Basic earnings per share increased to 23c from 12c, while profit for the year fell by 56.7% to R600-million.
“This is mainly owing to the strengthening of the rand, fair value adjustments and a one-off payment of R480-million in the previous year,” CEO Morné Wilken said during a presentation of the company’s results on Tuesday.
Adjusted net asset value per share rose 3.2% to R22.59 during the period and net rental income rose to R1.86-billion from R1.10-billion during the prior financial year.
He added that the growth in the company’s net asset value per share was negatively impacted by the strong rand, marked-to-market losses on Attacq’s interest rate swaps and impairments on certain investments in the rest of Africa and Central Europe.
Wilkin pointed out that this was countered by growth in the company’s South African portfolio and the completion of a further four properties in Waterfall, Gauteng.
Overall portfolio vacancies, measured in terms of primary gross lettable area (PGLA), increased by 4 690 m² to 3%.
After year-end 4 431 m² of PGLA was let, reducing vacancies as a percentage of total PGLA to 2.4%.
“The disposal of our Serbia and Cyprus investments, the shareholding in Nova Eventis post year-end, as well as some mature, noncore assets in South Africa, formed part of our repositioning. The proceeds from the disposals were used to reduce our debt in preparation for our real estate investment trust conversion,” stated Wilken.
Gearing improved from 39.9% to 37.1%.
The weighted average cost of funding remained flat over the last 12 months at 9.2%.
“At year-end, 90.8% of our debt was fixed by way of fixed interest rate loans and interest rate swaps across debt providers,” CFO Melt Hamman said.
He added that the company has also embarked on a process of amending its existing debt facilities to interest only facilities.
“We believe we are well positioned to navigate the current uncertain macroeconomic and political environment.”
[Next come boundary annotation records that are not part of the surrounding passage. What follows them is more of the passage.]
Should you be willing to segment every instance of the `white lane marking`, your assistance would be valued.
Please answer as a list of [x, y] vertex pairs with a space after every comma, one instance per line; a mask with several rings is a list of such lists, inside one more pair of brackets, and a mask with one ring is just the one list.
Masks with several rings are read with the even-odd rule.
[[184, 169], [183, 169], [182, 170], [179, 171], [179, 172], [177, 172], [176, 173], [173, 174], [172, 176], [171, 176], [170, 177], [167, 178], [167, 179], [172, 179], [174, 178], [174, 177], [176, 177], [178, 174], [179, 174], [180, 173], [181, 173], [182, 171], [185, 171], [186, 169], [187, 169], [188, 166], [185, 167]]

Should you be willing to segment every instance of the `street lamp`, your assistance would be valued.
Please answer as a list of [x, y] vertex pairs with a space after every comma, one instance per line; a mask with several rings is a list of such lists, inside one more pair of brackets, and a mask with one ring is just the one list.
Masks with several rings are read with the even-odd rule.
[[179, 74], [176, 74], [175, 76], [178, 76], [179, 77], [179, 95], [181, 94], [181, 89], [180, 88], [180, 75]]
The Waterfall development portfolio value increased by R202.9-million to R3.6-billion, comprising 13% of gross assets.
“The mall performed well during its first full year of trading and has created over 4 000 permanent jobs and has generated an average monthly trading density of R2 564/m² during the financial year,” Wilkin pointed out.
He added that, during the reporting period, Attacq focused on right-sizing the mall and planned to introduce many new tenants over the coming months.
The conservative value of Attacq’s rest of Africa retail investments was R1.2-billion, comprising 4.5% of total gross assets.
The net reduction over the year was owing to rand appreciation and further impairments. Attacq plans to maintain its investments in the rest of Africa at their current level.
Attacq is targeting a maiden dividend payment from its income-producing assets, of 73c a share for the year ended June 30, 2018.